Friday’s call is the starkest example yet of how Trump has flouted diplomatic conventions since he won the Nov. 8 election. He has apparently undertaken calls with foreign leaders without guidance customarily lent by the State Department, which oversees U.S. diplomacy.
“President-elect Trump is just shooting from the hip, trying to take phone calls of congratulatory messages from leaders around the world without consideration for the implications,” said Bonnie Glaser, senior adviser for Asia at the Center for Strategic and International Studies in Washington.
Glaser said such a call was “completely unprecedented” or at least has never been known publicly. China is likely to be trying to identify whether this signals any intent on the part of Trump to alter long-standing U.S. policy toward Taiwan, Glaser said.
“They will hope that this is a misstep, but I think privately, they will definitely seek to educate this incoming president and ensure that he understands the sensitivity of Taiwan,” she said.
In particular, China would want to highlight to the incoming administration the risks involved in any form of signal from the United States that it supports strengthening a relationship with Taiwan under a president that Beijing views as pro-independence, Glaser added.
Last month, Trump had a call with Chinese President Xi Jinping during which Trump’s office described him as saying he believed the two would have “one of the strongest relationships for both countries.”
Despite China’s muted response Saturday, concern about Trump’s policy toward China is growing, said Shi Yinhong of Renmin University in Beijing, one of China’s best-known international relations scholars.
Tsai was elected in January and took office in May. The traditional independence-leaning policies of her party have strained relations with Beijing.
The call with Trump could “convince people in Taiwan that the island can establish good relations with the U.S. and encourage (Tsai) to continue to resist pressure from Beijing,” Shi said.
Over the decades, the status of Taiwan has been one of the most sensitive issues in U.S.-China relations. China regards Taiwan as part of its territory to be retaken by force, if necessary, if it seeks independence. It would regard any recognition of a Taiwanese leader as a head of state as unacceptable.
Taiwan split from the Chinese mainland amid civil war in 1949. The U.S. policy acknowledges the Chinese view over sovereignty, but considers Taiwan’s status as unsettled.

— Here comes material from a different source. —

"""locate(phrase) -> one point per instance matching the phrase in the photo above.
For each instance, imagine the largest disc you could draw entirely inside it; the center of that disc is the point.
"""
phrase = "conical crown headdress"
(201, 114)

The U.S. has legal commitments to help Taiwan maintain the ability to defend itself.
Ned Price, a spokesman for the White House National Security Council, said Trump’s conversation does not signal any change to long-standing U.S. policy on cross-strait issues.
In Beijing, a U.S. business group said it expected the new U.S. administration to respect the status quo.
“American business operating in Asia needs certainty and stability,” said James Zimmerman, chairman of the American Chamber of Commerce in China. “The new administration needs to get up to speed quickly on the historical tensions and complex dynamics of the region.”
Lai reported from Taipei, Taiwan. Associated Press writers Jonathan Lemire in New York, Matthew Pennington and Darlene Superville in Washington, and news researcher Henry Hou in Beijing contributed to this report.